J’utilise la vue de la Terre depuis l’espace. Les astronautes ont tous rapporté que leur perception a changé, certainement parce que cela active trois mécanismes.
Tout d’abord, ils ont perçu la fragilité de la Terre. Or, face au fragile, notre nature intrinsèque est de “prendre soin”, et Levinas en fait le fondement de l’éthique. Ensuite, ils ont trouvé la Terre belle, ce qui active le concept de beauté désintéressée, formulé par Kant, et “prépare à la morale”. Enfin, cette vue nous rappelle l’unicité du vivant dans l’espace, et nous renvoie à Spinoza et que “nous sommes nature”. En observant la Terre, belle, fragile et vivante, au milieu de l’immensité froide et glaciale de l’espace, cela nous remet à notre place : nous ne sommes pas au-dessus de la nature, mais en faisons partie.

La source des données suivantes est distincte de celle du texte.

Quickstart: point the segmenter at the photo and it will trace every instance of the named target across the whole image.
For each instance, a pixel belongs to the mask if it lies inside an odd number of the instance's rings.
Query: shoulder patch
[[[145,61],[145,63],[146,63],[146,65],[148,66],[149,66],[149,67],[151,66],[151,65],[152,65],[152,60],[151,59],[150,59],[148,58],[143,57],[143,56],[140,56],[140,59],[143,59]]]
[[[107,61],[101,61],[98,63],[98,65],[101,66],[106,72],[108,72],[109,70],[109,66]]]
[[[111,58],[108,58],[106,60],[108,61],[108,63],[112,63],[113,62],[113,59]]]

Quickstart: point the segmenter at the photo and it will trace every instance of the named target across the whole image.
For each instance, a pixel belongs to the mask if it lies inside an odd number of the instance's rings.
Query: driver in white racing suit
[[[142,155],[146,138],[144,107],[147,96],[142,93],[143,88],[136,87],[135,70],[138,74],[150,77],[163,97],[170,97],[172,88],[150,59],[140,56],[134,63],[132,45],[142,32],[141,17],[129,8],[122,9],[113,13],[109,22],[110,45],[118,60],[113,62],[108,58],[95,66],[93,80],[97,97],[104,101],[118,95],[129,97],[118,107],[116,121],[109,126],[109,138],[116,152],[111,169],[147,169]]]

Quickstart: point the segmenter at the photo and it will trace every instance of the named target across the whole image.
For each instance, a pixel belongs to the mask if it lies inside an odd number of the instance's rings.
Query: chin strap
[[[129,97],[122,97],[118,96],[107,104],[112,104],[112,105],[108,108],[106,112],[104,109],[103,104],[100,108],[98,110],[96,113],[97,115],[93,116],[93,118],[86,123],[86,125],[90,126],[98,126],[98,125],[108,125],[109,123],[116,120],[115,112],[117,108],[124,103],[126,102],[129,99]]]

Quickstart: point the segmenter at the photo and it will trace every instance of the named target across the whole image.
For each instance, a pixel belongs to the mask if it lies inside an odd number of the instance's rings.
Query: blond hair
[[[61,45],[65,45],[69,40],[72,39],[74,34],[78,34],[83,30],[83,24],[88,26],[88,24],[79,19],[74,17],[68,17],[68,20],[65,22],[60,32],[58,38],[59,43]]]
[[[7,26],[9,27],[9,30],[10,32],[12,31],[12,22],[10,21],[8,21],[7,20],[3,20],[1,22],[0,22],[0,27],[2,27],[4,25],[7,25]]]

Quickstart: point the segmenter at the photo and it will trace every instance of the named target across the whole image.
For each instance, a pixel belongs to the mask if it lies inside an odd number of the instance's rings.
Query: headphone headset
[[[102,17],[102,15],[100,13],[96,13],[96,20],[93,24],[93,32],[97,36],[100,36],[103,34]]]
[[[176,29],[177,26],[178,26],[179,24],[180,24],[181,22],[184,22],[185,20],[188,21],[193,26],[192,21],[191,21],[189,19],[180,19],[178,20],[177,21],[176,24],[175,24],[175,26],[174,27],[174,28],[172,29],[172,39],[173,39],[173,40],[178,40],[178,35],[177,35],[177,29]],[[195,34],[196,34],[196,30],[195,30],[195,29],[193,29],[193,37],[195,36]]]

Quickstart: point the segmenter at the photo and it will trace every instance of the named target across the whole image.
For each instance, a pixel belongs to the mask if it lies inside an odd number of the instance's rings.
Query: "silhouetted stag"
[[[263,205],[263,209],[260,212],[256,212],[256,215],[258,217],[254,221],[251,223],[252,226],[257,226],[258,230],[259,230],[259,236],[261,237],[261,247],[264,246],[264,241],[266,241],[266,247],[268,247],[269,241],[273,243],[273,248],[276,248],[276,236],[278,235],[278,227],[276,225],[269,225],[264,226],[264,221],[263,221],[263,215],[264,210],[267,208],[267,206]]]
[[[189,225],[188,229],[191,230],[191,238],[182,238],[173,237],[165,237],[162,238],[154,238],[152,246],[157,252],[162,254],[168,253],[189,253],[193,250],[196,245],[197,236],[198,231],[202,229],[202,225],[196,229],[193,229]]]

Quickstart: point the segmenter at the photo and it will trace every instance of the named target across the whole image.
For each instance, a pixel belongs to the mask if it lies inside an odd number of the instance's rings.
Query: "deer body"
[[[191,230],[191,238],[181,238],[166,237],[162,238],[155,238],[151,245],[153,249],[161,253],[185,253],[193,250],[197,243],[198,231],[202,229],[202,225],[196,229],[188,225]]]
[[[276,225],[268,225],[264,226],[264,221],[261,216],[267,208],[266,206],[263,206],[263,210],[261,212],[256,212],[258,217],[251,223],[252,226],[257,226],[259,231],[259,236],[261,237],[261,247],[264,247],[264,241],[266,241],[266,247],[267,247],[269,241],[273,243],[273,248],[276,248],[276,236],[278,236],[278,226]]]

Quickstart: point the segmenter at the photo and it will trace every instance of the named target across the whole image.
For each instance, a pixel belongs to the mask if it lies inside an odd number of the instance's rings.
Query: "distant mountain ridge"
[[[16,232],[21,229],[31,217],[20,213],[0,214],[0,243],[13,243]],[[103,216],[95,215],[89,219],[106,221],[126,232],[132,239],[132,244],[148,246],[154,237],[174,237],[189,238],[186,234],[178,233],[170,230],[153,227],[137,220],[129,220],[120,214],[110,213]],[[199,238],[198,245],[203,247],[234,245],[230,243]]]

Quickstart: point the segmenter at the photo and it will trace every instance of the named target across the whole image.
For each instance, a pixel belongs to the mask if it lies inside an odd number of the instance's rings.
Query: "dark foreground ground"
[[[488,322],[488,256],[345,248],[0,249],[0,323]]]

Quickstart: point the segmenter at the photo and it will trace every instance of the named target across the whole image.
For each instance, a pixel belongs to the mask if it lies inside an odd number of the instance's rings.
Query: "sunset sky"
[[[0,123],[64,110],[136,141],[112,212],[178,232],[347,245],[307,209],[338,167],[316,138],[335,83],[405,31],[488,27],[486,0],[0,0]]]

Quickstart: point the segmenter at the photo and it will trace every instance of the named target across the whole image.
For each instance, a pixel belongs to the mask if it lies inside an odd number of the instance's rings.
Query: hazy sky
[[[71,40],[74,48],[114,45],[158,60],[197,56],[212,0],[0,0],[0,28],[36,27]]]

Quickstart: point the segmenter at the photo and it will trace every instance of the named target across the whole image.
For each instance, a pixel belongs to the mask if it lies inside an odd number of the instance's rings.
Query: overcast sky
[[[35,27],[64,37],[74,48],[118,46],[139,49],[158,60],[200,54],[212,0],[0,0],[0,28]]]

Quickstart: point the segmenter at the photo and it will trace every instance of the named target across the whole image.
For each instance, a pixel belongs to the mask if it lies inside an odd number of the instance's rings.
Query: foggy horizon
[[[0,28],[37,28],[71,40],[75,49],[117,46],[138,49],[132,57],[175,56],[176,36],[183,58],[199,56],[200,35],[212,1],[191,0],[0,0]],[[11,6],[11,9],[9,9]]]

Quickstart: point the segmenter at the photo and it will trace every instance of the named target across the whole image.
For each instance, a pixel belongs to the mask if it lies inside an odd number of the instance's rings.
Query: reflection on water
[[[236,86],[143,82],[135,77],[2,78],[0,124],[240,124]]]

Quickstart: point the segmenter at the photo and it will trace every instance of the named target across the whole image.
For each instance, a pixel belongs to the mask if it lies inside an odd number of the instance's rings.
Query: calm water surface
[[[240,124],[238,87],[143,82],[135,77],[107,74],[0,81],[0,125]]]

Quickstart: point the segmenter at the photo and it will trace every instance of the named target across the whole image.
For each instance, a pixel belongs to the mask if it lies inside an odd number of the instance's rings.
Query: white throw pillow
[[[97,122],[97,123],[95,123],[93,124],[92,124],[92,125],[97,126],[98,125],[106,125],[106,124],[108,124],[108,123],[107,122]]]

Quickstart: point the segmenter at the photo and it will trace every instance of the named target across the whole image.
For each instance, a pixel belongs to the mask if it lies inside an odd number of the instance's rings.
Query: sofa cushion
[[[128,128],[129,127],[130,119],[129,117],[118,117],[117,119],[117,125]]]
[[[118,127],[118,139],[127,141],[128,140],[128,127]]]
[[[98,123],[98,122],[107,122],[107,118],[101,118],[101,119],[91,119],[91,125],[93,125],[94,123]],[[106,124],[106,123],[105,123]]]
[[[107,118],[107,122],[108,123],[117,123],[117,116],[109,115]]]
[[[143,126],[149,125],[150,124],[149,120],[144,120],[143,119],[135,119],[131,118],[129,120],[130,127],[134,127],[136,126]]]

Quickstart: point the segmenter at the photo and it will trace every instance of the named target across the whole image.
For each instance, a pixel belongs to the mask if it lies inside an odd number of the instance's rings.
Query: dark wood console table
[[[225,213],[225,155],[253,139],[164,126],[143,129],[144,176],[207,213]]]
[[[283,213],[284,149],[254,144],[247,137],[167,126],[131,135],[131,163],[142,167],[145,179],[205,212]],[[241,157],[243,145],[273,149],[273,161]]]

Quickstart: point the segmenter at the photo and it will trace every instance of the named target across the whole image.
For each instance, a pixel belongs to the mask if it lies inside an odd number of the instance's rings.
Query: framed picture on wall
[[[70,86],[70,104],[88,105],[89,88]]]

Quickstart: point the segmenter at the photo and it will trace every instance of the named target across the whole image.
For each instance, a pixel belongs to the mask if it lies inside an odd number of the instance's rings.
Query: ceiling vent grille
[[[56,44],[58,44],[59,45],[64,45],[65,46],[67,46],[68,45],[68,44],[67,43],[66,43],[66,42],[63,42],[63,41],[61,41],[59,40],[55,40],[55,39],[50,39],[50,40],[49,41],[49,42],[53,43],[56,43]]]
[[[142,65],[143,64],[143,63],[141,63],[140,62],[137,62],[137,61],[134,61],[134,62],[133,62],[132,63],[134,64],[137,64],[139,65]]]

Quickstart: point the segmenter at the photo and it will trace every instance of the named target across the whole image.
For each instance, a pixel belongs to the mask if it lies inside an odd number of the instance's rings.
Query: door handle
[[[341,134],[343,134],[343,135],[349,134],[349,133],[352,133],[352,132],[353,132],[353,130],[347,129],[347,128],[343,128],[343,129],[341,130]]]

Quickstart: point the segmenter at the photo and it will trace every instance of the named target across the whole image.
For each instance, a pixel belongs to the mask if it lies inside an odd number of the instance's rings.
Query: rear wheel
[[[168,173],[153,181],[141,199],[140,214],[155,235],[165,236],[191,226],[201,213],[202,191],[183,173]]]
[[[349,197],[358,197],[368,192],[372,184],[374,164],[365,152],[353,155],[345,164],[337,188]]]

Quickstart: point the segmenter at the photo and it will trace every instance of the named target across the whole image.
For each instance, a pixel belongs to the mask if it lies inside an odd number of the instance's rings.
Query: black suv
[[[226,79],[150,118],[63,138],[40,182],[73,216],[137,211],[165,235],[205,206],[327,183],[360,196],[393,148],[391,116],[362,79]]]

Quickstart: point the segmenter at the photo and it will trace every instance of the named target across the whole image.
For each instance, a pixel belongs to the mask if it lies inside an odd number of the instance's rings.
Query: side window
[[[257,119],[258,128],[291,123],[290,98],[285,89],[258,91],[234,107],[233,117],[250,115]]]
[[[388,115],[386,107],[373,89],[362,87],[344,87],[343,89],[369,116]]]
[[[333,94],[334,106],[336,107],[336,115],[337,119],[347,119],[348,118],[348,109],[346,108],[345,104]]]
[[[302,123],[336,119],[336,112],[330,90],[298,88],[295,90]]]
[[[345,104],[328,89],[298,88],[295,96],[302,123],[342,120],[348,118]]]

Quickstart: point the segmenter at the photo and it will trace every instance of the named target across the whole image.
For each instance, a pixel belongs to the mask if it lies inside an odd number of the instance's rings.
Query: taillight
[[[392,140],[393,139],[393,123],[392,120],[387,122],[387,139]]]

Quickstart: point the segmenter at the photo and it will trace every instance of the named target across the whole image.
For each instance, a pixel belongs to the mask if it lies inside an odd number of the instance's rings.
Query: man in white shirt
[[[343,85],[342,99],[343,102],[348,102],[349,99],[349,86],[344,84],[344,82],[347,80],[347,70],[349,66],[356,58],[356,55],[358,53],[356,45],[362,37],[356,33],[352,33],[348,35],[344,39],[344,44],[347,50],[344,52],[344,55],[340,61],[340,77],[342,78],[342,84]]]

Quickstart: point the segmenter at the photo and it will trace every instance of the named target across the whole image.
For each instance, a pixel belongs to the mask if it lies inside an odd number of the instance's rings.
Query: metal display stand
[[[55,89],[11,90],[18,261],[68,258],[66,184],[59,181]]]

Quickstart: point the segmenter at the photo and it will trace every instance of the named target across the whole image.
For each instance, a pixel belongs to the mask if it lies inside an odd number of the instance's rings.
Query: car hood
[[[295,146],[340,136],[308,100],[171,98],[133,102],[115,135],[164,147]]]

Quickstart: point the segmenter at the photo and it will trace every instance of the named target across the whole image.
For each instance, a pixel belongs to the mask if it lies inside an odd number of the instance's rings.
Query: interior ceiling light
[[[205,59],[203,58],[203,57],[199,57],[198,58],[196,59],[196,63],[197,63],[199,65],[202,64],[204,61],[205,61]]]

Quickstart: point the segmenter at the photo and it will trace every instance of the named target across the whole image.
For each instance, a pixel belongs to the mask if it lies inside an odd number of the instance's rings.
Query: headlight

Il ne s’agit pas d’envoyer 8 milliards de personnes dans l’espace, mais de nous ancrer de nouveau dans la nature. On pourrait par exemple enseigner à l’école comment certaines plantes émettent des gaz pour prévenir des attaques de prédateurs, ou encore les codes sociaux des animaux.
Quelle solution entrevoyez-vous pour créer une coopération autour de la question du climat ?
Il faut recréer des valeurs communes. Les religions ont créé des mécanismes de coordination à grande échelle, mais leur mise en compétition ne permettait pas d’atteindre l’universel. Le capitalisme a atteint l’universel, mais au prix d’un individualisme qui efface la morale.
Le climat pourrait être cette valeur universelle de responsabilité. Ce serait une nouvelle fonction: réinventer les mécaniques de sociabilisation avec la nature, et par effet induit entre les êtres humains.
Dans un monde en voie de fractionnement, le climat n’est alors pas seulement un immense défi, c’est aussi une formidable opportunité.
Frédéric Samama est un expert mondial de la finance durable. Docteur en économie et diplômé en philosophie, il enseigne à l’Université Columbia et à Sciences Po. Il est notamment le co-auteur de l’ouvrage Sovereign Wealth Funds and Long-Term Investing avec Patrick Bolton et le prix Nobel Joseph Stiglitz et vient de publier The Enigma of Climate Inaction (Routledge), la version anglaise enrichie d’Archéologie de l’inaction (Hermann, 2024).